Dieu dépose délicatement Ève sous la ramure légère d’un arbre trapu.

– Ici nous serons tranquilles. Que voulais-tu savoir ?
– Il y a un problème avec le petit serpent ?
– Quel problème ?  Il n’y a aucun problème.
– Seulement ?
– Seulement un léger souci avec Adam et toi.
– Moi, je passais un bon moment.
– Je n’en doute pas ma chère enfant.
– Je ne suis pas votre enfant.
– Je t’ai créée comme j’ai créé Adam, à Mon image, tu vois.
– À Votre image ? Mais alors qu’est-ce que Vous avez entre les jambes, un petit trou ET un petit serpent ?
– Je n’ai pas de jambes. Je suis le vent.
– C’est dommage, j’ai bien aimé le petit serpent, Adam, la peau de son ventre plat, ses cuisses dures sous moi. C’est curieux, il avait l’air de souffrir, il avait l’air de mourir.
– Heureusement, je suis arrivé à temps.
– Il ne souffrait pas pourtant.
– Non, il ne souffrait pas.
– Alors, pourquoi ?
– Je n’ai pas eu le temps.
– Le temps de quoi ?
– Le temps de te parler. Le temps de t’expliquer. Il y a des choses qui se font et des choses qui ne se font pas.
– Les choses qui se font et les choses qui ne se font pas…
– Regarde autour de toi Ève, qu’est-ce que tu vois ?
– Je vois de l’eau, le fleuve, des collines remplies d’arbres. Je vois le ciel et des nuages. Je vois des troupeaux d’animaux que je ne connais pas. Je vois le soleil…
– … les étoiles et la lune pour éclairer la nuit. J’ai passé une semaine entière à construire un monde qu’Adam et toi pouvez détruire en un quart de seconde.
– Je ne crois pas que je pourrais détruire cet arbre. Pas plus que cet hippopotame, là-bas.
– Je voulais quelqu’un qui me ressemble. Quelqu’un à qui parler le soir, tu vois ? C’est dur d’être Celui qui était, Celui qui est et Celui qui sera. l’Alpha et l’Oméga. Le commencement et la fin, surtout quand la fin ne finit pas.

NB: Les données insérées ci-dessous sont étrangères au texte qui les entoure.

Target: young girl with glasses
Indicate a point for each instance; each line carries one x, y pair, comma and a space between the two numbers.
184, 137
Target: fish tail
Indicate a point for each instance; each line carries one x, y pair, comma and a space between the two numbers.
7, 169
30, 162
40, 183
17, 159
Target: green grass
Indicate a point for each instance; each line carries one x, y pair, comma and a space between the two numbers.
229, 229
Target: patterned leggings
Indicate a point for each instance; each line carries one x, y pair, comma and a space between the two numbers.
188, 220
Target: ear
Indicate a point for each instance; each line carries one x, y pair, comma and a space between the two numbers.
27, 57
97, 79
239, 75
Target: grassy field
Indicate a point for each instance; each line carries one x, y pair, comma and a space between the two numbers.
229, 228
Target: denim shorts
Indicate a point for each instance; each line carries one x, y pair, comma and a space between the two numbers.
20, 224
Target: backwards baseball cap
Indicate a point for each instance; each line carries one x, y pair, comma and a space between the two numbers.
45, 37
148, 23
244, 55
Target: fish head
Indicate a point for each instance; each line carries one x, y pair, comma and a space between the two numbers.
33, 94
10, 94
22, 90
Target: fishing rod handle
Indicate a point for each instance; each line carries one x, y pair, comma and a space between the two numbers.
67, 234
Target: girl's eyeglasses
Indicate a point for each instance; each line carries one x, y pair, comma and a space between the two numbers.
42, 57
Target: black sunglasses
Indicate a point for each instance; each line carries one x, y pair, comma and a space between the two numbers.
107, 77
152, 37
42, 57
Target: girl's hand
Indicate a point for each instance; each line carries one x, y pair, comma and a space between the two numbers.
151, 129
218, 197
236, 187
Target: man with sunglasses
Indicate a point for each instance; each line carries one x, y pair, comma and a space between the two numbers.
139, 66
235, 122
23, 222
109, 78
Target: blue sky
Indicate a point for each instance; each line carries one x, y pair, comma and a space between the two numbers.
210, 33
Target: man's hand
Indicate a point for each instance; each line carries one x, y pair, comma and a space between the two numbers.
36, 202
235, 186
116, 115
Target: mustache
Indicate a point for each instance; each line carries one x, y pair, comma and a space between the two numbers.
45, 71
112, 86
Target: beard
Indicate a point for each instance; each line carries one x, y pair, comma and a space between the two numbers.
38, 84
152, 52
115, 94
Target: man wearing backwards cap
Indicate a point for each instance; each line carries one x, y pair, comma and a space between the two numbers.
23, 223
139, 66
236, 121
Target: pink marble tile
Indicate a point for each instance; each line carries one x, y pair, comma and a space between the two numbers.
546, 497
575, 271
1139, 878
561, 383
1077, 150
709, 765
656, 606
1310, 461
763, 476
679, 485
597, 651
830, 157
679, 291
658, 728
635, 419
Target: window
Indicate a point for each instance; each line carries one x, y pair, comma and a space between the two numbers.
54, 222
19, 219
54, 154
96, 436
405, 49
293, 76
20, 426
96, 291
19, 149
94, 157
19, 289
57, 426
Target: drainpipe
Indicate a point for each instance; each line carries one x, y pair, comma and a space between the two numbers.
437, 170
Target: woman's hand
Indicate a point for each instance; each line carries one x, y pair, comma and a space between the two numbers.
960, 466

La véritable histoire de l’automne (35)

Alors, Adam se détend.
Ève sent la vie qui monte, la vie qui peu à peu tend le petit bout de chair vibrant qu’elle tient serré dans le creux de ses mains.
L’Homme Premier. Ses boucles blondes. Son corps paysage, détendu, à l’abandon. À ce moment précis, il est tout petit, le roi de la création. Tout petit. Aussi petit que l’enfant qu’il aurait pu être sans cette absence de nombril au milieu du ventre, Adam couché sur le dos, les yeux fermés, et Ève qui le regarde s’abandonner à une caresse qu’elle invente au fur et à mesure, hors d’elle, presque en se regardant.
Toujours penchée sur ce membre souffrant, elle se déplace, imperceptiblement. Elle enjambe le corps du naufragé échoué sur ce banc de sable mouvant. Elle le regarde. Elle s’agenouille. Elle fléchit, tout doucement. Le contact inattendu fait frémir son bas-ventre. Elle se dit qu’il est doux. Tiède. Lisse. Soyeux. Ses mains se referment. Elle le tient fermement. Les muscles de ses cuisses se détendent. Elle entre en lui. Elle parcourt lentement toute la longueur de ce membre vertical et glissant. Elle s’assied. Sous ses fesses, elle sent la pointe dure des deux os qui émergent de la ligne des hanches qu’il a si larges au fond de son ventre.
Elle reste assise là. Sans bouger. Sur lui qui se tend, renverse la tête et ouvre les yeux, le regard flou, le regard figé, fixé sur la lueur chancelante de l’étoile qui vient de s’allumer dans son ciel intérieur.